As we are doing FMA on arrays, this is presumably part of a tight loop. During the first few loop iterations, the CPU core’s memory prefetcher will figure out that you have two linear access patterns and that your code is likely to request the next parts of both arrays. The memory prefetcher will then begin issuing loads before your code does and when the CPU issues a load that has already been issued by the prefetcher, it will begin waiting on the result as if it had issued the load. Internally, the CPU is pipelined, so if it can only issue 1 load per cycle, and there are two loads to be issued, it does not wait for the first load to finish and instead issues the second load on the next cycle. The second load will also begin waiting on a load that was done early by the prefetcher. It does not really matter whether you are issuing the AVX-512 loads in 1 cycle or 2 cycles, because the issue of the loads will occur in the time while we are already waiting for the loads to finish thanks to the prefetcher beginning the loads early.
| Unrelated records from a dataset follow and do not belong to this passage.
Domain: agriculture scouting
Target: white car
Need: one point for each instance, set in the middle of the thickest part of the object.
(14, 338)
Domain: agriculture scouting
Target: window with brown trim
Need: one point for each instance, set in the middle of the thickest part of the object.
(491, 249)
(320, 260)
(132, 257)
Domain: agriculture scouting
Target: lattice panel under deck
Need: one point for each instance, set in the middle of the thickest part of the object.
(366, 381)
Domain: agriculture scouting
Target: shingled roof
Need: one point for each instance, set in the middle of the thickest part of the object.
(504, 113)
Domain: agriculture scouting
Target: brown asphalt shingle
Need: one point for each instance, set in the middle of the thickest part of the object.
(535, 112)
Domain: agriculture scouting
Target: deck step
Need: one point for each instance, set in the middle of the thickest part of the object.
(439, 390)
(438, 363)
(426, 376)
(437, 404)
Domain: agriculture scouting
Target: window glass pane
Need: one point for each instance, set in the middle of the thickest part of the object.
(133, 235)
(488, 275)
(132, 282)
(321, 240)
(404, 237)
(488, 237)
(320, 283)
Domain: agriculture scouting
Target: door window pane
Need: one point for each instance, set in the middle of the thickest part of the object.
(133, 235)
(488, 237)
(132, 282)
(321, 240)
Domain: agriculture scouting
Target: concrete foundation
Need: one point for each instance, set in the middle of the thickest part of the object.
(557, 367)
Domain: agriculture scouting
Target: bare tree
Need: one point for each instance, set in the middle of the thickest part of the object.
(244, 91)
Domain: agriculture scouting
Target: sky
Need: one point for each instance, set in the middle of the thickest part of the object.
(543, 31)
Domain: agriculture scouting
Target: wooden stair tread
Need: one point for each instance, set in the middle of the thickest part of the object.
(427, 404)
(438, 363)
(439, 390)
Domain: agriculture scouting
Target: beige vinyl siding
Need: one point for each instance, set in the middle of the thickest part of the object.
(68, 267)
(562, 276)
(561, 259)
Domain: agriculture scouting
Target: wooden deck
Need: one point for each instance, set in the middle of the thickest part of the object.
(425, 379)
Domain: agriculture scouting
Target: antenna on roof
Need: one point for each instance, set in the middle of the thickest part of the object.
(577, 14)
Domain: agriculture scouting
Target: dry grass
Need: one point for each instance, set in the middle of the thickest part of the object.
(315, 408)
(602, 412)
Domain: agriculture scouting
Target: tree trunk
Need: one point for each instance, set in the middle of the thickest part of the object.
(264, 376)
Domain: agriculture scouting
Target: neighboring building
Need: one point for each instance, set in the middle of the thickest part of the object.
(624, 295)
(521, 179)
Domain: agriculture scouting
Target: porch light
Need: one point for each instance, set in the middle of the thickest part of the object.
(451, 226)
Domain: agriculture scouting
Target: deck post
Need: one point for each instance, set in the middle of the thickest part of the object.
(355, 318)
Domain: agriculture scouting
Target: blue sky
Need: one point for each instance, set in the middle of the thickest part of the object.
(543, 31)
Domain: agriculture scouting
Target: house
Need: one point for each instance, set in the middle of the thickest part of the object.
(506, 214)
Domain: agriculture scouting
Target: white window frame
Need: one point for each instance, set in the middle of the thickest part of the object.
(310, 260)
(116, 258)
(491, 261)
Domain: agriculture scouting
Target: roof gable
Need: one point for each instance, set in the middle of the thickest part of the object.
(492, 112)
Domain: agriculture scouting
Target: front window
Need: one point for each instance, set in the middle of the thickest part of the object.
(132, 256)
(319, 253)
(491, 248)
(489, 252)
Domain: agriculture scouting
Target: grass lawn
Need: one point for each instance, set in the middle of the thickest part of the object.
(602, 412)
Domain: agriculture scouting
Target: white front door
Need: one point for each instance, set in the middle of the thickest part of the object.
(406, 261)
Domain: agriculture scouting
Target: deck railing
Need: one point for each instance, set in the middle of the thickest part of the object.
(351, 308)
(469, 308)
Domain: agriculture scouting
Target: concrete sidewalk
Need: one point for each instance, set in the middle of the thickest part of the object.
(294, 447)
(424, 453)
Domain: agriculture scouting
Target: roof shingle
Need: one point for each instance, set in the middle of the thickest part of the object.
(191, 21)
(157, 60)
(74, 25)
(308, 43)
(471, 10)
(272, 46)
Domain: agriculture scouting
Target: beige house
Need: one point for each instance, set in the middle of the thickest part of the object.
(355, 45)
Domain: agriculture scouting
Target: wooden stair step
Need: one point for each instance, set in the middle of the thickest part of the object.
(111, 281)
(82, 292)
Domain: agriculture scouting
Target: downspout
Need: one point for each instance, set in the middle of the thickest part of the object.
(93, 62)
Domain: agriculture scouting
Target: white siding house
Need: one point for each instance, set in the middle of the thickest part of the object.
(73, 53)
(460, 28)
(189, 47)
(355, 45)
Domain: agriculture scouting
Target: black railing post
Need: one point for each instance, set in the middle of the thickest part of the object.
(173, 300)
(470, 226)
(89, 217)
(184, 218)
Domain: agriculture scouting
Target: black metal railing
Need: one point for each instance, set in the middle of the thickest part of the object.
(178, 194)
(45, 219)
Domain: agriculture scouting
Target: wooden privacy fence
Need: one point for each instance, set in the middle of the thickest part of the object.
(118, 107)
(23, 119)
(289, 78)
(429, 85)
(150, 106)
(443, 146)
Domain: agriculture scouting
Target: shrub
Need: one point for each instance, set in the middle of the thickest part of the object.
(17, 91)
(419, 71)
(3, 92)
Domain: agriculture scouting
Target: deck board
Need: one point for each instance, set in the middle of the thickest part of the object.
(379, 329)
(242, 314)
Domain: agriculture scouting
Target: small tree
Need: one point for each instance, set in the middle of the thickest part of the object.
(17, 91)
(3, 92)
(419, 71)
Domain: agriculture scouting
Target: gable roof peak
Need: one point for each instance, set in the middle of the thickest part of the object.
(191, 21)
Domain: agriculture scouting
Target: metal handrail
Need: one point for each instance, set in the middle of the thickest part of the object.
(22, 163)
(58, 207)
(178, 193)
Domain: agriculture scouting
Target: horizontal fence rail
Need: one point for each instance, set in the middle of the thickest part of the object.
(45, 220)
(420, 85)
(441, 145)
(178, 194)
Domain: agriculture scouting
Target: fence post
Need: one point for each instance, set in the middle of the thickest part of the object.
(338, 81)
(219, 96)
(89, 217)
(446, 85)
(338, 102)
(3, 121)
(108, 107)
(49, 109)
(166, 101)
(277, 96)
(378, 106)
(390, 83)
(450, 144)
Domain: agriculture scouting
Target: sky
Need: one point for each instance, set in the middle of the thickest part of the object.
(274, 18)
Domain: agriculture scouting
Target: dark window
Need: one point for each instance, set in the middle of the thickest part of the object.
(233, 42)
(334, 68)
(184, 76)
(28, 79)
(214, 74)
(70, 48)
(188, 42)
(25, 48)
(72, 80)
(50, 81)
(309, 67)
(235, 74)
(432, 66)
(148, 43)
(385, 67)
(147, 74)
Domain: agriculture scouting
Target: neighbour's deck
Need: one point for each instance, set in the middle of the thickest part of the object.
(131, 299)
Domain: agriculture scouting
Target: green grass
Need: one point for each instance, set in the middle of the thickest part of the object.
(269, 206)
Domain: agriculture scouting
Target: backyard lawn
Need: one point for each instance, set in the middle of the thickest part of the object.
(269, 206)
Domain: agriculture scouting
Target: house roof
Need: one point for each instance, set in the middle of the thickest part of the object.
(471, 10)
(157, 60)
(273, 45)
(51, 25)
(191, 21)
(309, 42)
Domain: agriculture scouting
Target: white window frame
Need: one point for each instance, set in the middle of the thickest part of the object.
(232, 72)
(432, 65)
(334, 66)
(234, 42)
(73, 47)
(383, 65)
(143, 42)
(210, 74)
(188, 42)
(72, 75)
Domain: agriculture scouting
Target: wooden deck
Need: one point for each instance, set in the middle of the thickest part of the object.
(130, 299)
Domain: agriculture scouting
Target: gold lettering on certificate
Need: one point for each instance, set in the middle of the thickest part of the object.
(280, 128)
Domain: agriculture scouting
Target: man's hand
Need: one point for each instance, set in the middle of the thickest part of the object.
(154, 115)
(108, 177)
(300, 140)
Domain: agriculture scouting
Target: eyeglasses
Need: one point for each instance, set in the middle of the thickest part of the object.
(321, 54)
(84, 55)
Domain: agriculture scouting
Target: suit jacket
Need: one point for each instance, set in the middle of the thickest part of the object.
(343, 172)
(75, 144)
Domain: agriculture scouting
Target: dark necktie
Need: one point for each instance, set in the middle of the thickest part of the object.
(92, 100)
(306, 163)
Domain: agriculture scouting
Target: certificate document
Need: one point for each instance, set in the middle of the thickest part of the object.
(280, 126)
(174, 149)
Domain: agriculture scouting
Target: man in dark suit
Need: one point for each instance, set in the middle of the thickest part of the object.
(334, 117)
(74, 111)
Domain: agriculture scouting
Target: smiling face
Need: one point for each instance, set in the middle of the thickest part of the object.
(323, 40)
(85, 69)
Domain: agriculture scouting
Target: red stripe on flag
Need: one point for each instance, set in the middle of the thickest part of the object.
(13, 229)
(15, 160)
There is an inherent assumption in this that the loads will finish serially rather than in parallel, and it would seem reasonable to think that the loads will finish in parallel. However, in reality, the loads will finish serially. This is because the hardware is serial. On the 9800X3D, the physical lines connecting the memory to the CPU can only send 128-bits at a time (well, 128-bits that matter for this reasoning; we are ignoring things like transparent ECC that are not relevant for our reasoning). An AVX-512 load needs to wait for 4x 128-bits to be sent over those lines. The result is that even if you issue two AVX-512 reads in a single cycle, one will always finish first and you will still need to wait for the second one.

I realize I did not address L2 cache and L3 cache, but much like system RAM, neither of those will keep up with 2 AVX-512 loads per cycle (or 1 for that matter), so what will happen when things are in L2 or L3 cache will be similar to what happens when loads come from system memory although with less time spent waiting.

It could be that you will end up with the loop finishing a few cycles faster with the 2 AVX-512 read per cycle version (because it could make the memory prefetcher realize the linear access pattern a few cycles faster), but if your loop takes 1 billion cycles to execute, you are not going to notice a savings of a few cycles, which is why I think being able to issue 2 AVX-512 loads instead of 1 in a single cycle does not matter very much.

Does my explanation make sense?

OK, we agree that L1-resident workloads see a benefit. I also agree with your analysis if the loads actually come from memory.

Let's look at a more interesting case. We have a dataset bigger than L3. We touch a small part of it with one kernel. That is now in L1. Next we do a second kernel where each of the loads of this part are L1 hits. With two L1 ports, the latter is now twice as fast.

Even better, we can work on larger parts of the data such that it still fits in L2. Now, we're going to do the above for each L1-sized piece of the L2. Sure, the initial load from L2 isn't happening as fast as 2x64 bytes per cycle. But still, there are many L1 hits and I'm measuring effective FMA throughput that is _50 times_ as high as the memory bandwidth would allow when only streaming from memory. It's simply a matter of arranging for reuse to be possible, which admittedly does not work with single-pass algorithms like a checksum.

Do you find this reasoning convincing?